Après avoir sommairement discuté cette dernière théorie, notre auteur poursuit en ces termes :

« On peut encore s’exprimer d’une autre manière, et que je crois meilleure : Il faut admettre que le corps de la Lune est plus dense en certaines de ses parties et plus rare en d’autres. Les parties qui sont plus rares reçoivent mieux la lumière solaire et la laissent pénétrer à une plus grande profondeur ; aussi semblent-elles plus claires. Au contraire, les parties plus denses reçoivent moins bien la lumière du Soleil ; aussi se montrent-elles plus sombres. La figure apparaît dans la Lune selon la situation qu’y occupe cette condensation.

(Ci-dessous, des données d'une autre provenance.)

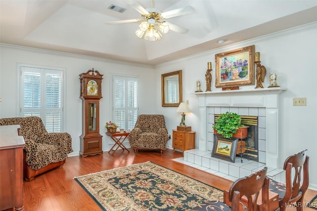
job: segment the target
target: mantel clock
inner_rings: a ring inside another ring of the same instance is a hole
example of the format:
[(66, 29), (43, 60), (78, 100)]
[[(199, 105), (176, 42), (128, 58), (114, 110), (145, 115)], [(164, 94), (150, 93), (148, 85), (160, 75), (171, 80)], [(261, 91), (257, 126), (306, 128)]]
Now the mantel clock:
[(103, 76), (94, 68), (79, 75), (80, 98), (83, 102), (80, 154), (83, 157), (103, 153), (103, 136), (99, 133), (99, 101), (103, 97)]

» On me fera peut-être une objection ; on me dira que je fais une mauvaise supposition en admettant qu’il y a au Ciel rareté et densité ; je réponds que cela n’est pas impossible selon ce que dit Averroès au livre De la substance de l’orbe. Averroès admet, dans ce livre, qu’on ne peut supposer au Ciel une rareté comme celle qui se rencontre ici-bas, mais qu’il est assez clair qu’on l’y suppose par homonymie (æquivoce). »

Nous sommes en 1271 ; voici que l’explication averroïste de la tache lunaire, tirée de principes péripatéticiens, se substitue aux explications de l’ancienne scolastique, qui assimilaient la nature de la Lune à celle des êtres sublunaires, et pour lesquelles Albert le Grand et Saint Thomas d’Aquin éprouvaient encore une sorte de penchant.

Un des manuscrits qui nous conservent le Tractatus super totam Astrologiam de Bernard de Verdun porte une glose marginale où se lit une singulière explication de la tache de la Lune[1]. Selon cette explication, la Lune serait un corps sphérique parfaitement transparent contenant à son intérieur un autre corps obscur ; celui-ci, vu à travers celui-là, paraîtrait comme une tache sombre.

Cette bizarre supposition avait pour but de montrer que la Lune peut décrire un épicycle sans tourner sur elle-même et sans que, cependant, la tache change de forme.

  1. Bibliothèque Nationale, fonds latin, ms. no 7.333, fol. 19, col. c. Voir : Seconde partie, ch. VII, § VII ; t. III, p. 456.